To conduct their annual Holiday Shopping Spree for disadvantaged children in the Bay area, the Glazer Family Foundation enlisted the help of Target and five local nonprofit organizations: Directions for Mental Health, Police Athletic League of Tampa, The Children's Home, The Spring of Tampa Bay and West Tampa Boys and Girls Club. Children from those programs were invited into the Target store early in the morning, before the store's doors were open to the public, and there they were greeted by dozens of helpers, including employees of the Tampa Bay Buccaneers.
"For one reason or another, life has dealt these kids an unfortunate blow," said Miray Holmes, community relations director for the Glazer Family Foundation and the Buccaneers. "But we want to make them feel like they're no different from anyone else this holiday season who wants to go shopping for themselves and their families."
The aides that helped these special shoppers fill up their carts included Tampa Bay Buccaneers Cheerleaders, team mascot Captain Fear, Buccaneers Student Ambassadors, members of the Buccaneers Women's Organization and other team staffers. The eager shoppers were matched up with a volunteer and allowed to hit the aisles and commence filling their carts.
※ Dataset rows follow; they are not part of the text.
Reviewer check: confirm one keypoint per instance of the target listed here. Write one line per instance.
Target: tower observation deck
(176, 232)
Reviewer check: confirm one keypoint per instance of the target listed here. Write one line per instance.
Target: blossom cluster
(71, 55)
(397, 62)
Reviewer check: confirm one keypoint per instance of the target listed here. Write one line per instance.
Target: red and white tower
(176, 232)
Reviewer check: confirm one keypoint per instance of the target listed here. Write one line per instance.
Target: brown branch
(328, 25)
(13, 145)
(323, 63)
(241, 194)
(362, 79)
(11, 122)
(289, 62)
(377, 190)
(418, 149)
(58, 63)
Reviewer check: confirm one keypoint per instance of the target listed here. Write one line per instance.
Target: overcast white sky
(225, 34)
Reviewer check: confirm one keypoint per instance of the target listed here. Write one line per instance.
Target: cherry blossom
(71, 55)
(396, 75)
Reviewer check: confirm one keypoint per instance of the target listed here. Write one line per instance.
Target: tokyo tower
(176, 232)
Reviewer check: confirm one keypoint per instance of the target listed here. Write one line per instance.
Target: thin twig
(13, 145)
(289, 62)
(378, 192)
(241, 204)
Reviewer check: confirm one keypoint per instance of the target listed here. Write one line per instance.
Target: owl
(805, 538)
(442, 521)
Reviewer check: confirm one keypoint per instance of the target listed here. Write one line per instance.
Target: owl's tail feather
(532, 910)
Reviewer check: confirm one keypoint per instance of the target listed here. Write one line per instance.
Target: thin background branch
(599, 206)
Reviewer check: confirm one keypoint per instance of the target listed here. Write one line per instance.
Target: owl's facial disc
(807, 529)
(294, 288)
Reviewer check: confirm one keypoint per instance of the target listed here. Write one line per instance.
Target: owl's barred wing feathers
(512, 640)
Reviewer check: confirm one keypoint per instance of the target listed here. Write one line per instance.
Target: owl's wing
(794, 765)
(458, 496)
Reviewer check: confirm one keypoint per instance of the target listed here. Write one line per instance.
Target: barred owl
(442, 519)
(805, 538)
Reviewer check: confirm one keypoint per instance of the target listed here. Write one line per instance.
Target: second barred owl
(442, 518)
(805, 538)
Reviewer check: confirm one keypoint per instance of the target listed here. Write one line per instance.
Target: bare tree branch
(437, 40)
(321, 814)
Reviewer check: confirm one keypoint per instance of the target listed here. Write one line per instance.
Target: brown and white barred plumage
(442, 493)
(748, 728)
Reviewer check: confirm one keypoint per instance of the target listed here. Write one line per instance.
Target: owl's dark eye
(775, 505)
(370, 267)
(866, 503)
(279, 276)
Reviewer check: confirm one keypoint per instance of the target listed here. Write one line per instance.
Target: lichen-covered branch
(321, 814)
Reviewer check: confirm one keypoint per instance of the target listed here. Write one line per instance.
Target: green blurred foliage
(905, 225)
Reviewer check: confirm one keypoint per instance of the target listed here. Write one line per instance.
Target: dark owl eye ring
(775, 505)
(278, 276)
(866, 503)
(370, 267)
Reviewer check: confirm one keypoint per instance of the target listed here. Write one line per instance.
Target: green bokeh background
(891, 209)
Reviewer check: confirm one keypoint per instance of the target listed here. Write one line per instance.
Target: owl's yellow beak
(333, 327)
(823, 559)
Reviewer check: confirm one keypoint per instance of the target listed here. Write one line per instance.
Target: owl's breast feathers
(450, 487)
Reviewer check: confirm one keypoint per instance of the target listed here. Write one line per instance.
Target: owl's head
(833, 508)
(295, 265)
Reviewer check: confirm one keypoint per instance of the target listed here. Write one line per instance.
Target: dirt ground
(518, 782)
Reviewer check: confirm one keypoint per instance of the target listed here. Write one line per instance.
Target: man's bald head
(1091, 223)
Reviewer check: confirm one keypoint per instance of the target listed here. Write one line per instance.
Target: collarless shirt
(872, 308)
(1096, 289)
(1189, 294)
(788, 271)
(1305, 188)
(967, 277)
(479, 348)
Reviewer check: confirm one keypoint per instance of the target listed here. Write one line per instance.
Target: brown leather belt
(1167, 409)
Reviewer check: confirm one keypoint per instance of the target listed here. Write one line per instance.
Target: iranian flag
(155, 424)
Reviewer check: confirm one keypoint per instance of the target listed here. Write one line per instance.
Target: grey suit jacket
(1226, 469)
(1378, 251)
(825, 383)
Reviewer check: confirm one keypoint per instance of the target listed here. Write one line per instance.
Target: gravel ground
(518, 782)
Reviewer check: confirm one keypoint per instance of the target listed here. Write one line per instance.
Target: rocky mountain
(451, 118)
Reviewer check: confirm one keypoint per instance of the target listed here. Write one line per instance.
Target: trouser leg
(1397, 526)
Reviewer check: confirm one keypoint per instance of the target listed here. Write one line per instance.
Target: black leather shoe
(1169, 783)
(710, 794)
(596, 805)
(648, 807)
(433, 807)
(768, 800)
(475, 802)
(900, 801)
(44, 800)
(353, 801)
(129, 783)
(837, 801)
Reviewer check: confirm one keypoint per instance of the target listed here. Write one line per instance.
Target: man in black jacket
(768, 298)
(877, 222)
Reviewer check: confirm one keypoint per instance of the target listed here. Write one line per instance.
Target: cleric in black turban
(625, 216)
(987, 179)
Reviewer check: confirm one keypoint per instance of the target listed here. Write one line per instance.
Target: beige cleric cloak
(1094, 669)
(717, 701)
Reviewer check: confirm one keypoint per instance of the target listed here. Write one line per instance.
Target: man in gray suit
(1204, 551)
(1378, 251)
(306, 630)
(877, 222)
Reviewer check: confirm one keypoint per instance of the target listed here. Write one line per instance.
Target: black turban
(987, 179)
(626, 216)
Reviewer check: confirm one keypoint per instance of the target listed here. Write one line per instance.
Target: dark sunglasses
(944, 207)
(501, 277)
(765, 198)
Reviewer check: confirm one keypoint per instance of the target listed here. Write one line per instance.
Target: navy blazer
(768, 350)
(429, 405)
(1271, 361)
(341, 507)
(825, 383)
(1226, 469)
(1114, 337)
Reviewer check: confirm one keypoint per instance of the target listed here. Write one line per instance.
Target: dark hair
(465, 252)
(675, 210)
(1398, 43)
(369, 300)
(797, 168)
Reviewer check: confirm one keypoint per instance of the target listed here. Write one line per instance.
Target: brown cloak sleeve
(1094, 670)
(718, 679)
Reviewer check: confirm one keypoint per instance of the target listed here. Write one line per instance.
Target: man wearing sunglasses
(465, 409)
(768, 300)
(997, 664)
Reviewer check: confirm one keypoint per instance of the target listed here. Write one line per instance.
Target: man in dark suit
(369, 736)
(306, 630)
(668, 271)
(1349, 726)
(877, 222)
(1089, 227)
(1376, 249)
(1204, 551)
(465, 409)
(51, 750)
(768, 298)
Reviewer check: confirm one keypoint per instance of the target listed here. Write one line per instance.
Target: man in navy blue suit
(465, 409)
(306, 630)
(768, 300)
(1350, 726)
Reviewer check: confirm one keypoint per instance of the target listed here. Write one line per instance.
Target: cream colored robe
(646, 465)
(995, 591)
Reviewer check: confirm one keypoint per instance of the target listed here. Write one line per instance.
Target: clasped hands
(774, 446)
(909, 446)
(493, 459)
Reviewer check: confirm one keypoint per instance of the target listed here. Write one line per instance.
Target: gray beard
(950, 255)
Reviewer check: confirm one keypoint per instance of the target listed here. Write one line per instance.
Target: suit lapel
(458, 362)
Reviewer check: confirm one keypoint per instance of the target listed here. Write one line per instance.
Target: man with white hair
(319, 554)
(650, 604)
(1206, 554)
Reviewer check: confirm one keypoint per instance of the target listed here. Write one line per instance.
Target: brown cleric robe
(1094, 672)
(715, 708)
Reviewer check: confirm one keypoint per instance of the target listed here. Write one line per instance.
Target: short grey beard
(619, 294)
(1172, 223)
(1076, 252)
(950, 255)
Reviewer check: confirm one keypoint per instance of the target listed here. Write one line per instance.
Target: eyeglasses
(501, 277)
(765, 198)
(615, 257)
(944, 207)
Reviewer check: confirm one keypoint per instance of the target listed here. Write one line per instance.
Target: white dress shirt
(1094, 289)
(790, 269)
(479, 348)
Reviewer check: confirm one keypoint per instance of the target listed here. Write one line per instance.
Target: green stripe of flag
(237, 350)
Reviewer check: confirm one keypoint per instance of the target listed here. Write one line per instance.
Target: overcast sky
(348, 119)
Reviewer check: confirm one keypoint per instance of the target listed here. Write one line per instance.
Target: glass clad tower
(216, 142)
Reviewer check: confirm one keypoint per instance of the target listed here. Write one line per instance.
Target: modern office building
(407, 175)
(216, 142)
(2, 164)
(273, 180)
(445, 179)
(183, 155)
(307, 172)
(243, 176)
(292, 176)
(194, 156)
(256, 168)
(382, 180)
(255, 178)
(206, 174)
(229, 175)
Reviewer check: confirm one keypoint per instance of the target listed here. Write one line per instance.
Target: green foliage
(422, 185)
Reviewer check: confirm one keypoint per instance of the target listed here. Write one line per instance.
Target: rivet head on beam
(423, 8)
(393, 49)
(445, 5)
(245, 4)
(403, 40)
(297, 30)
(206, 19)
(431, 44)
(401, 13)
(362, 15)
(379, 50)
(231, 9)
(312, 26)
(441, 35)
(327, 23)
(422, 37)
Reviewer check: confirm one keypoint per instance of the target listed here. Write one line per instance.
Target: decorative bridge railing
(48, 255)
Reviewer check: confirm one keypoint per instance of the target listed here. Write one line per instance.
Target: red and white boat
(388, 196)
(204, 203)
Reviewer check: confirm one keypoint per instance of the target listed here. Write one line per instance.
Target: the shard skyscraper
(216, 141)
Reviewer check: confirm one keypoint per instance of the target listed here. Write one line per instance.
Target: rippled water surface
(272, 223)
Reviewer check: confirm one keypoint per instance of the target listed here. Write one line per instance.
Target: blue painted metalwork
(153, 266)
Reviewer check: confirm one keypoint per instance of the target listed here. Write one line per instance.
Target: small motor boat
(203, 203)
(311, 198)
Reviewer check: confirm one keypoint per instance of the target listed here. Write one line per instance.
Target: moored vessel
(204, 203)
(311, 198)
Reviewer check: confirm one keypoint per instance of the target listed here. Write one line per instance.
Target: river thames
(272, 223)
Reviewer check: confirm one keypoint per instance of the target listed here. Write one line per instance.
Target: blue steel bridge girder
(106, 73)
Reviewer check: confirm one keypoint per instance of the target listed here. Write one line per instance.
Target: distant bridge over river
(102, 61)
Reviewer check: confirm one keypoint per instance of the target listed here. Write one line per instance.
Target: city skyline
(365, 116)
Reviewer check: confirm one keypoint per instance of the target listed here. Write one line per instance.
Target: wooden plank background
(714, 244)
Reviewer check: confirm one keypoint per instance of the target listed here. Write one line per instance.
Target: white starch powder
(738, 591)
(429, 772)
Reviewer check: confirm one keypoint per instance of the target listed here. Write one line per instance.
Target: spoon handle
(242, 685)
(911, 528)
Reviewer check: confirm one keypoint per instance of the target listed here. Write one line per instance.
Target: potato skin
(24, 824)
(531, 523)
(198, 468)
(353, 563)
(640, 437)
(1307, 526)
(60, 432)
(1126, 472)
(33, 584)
"The kids here just have such a different heart," said second-year veteran Cheerleader Kara Partin. "They have so many needs that a typical child doesn't have, so I really wanted to come today and speak with the kids, get to walk around with them and hang out with them. They're just like every other child; they want to have a great Christmas."
And yes, as selfless as many of the young shoppers proved to be, the toy department still proved quite popular, to everyone's delight. Some headed to that section first, perhaps not quite ready to believe their good fortune.
"A lot of the kids didn't believe it at first, but once they got on the bus this morning, they hit the door, and it became a reality," said Shervin Rassa, area director for the Boys and Girls Club of Tampa Bay. "It was just neat to see them."
Rookie cheerleader Kasey Harrington jumped at the opportunity to assist six-year-old Nakita Richardson, with whom she shared much in common.
"I like to shop, she likes to shop, she loves pink," said Harrington. "She went straight for the earrings. We had a great time. It was really neat just to see her excitement coming here today. Just the whole experience was awesome. Even pushing around the cart she got excited. It was a lot of fun to see."
Saturday's outing was funded by the Foundation, which has sponsored a holiday event for children in need since 2000.
"This is my favorite event because it really allows the kids to go shopping on their own, which is an opportunity they wouldn't often have," Holmes said. "They don't have the funding, for one reason or another. They're in a group home, they're underserved. It really kind of empowers them to be able to go shopping on their own, select things for themselves. It's our way of celebrating the season with them."
The Foundation hoped the event would provide a memorable holiday experience for everyone involved. As some of the helpers found out, event staff and volunteers weren't the only ones in the giving spirit. As was the case with Ortiv, many children sacrificed their own items to purchase gifts for others.
"What was really humbling was to see that some of our kids were looking out for some of their younger brothers and sisters, so it was really good to see that human nature in our kids," Rassa said.
Saturday's event went a long way toward creating a memorable holiday for everyone involved.
"Events like this are monumental for the development of our youth, just giving them the opportunities to feel that they are loved by their community and by the Glazer Family Foundation," Rassa concluded.